Image by US Department of Energy.

The DC Streetcar wasn’t the only program suddenly cut when DC Council Chairman Phil Mendelson released his budget on May 30. One of the others, a fund that supports solar power projects in DC, was raided for $7.5 million. The second and final vote on the budget is Tuesday, giving DC’s 13 councilmembers a chance to make a statement about whether they stand for clean energy.

The program, known as the Renewable Energy Development Fund, gets its money from energy providers. DC law states the fund “shall be separate from the General Fund of the District of Columbia and shall be used solely” for “the purpose of making loans, grants, rebates, and other financial incentives to support the creation of new solar energy sources in the District of Columbia.”

Among the programs getting money from the fund is Solar for All, which went into effect in October of last year.
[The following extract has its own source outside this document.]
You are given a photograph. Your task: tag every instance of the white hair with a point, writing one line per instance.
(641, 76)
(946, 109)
Solar for All aims to provide solar energy to 100,000 low-income households and to cut their electricity bills by 50 percent by 2032. Earlier this year, the DC government announced $13 million in Solar for All funding to install up to 13 megawatts of solar capacity on multi-family homes, commercial buildings, low-income single-family homes, small business and owner-occupied nonprofits.

Mendelson, instead, wants to use $2.5 million from the fund to replace $2.5 million in local dollars removed from the Low Income Home Energy Assistance Program (LIHEAP). LIHEAP is a worthy program—everyone needs electricity regardless of income—and it should be fully funded. But DC’s tax revenues continue to grow, and we can fund LIHEAP without hurting a program to provide solar energy to reduce costs for low-income families.
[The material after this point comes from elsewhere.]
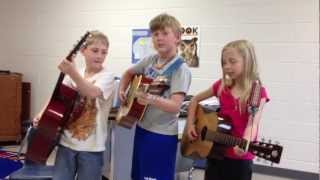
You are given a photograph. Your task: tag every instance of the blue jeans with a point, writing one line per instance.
(81, 164)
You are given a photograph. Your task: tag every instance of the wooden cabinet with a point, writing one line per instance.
(10, 106)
The other $5 million went to a grab-bag of general fund needs—the very thing the Renewable Energy Development Fund is by law not supposed to do.

These cuts came to light the same week that President Donald Trump announced the US is withdrawing from the Paris Climate Agreement. With the federal government abdicating its responsibility to deal with climate change, cities now must take the lead.

Mayor Muriel Bowser was among the more than 200 mayors who pledged to uphold the terms of the Paris agreement, signing an executive order committing DC to its terms and pledging to fight climate change on the local level. Unfortunately, the DC Council’s budget would take us in the opposite direction.

Mendelson argues the Department of Energy and Environment (DOEE) is not spending money from the Renewable Energy Development Fund fast enough, and that the fund currently has a surplus. He explained:

The fund is projected to have a $19.9 million surplus at the end of this year, and a $19.8 million surplus at the end of next year, reflecting the fact that the mayor requested to spend only $100 thousand of the surplus next year. It is not good budgeting to collect and hold monies for no purpose, so it is from the unspent surplus that we took $7.5 million for other needs.

DOEE director (and former councilmember) Tommy Wells argues that just because the money hasn’t gone out the door yet, that doesn’t mean it is sitting around gathering dust. He said,

[The fees that fill the fund] are collected and certified by the first of May. If they are not fully spent by the end of the current fiscal year, just four months later, the Council considers them to be available for use for other purposes. Even though public and private solar projects are identified and grants awarded by DOEE, due to the timing, money remains in the government accounts, based on cost reimbursements expected to be expended across fiscal years. The Council, and specifically the chair, then sweeps the unspent funds - stating DOEE can use monies raised next [year] to pay for the remainder.

The result is a loss of funds that are raised specifically for generating solar energy within DC. DOEE can look for ways to re characterize the carry-over balances, essentially hiding the funds from the Council, but the Bowser administration is committed to being transparent to the public. The Council’s action causes an unfortunate shell game that does not represent good government practice.”

Even as the Council considers cutting renewable energy funding, DC enjoyed a strong surplus this year, and the Council appears ready to go ahead with previous plans for tax cuts on estates up to $5.5 million and businesses with gross income over $10 million.

All the while, as money for renewable energy and sustainable transportation in the District of Columbia dwindles, the planet continues to heat up.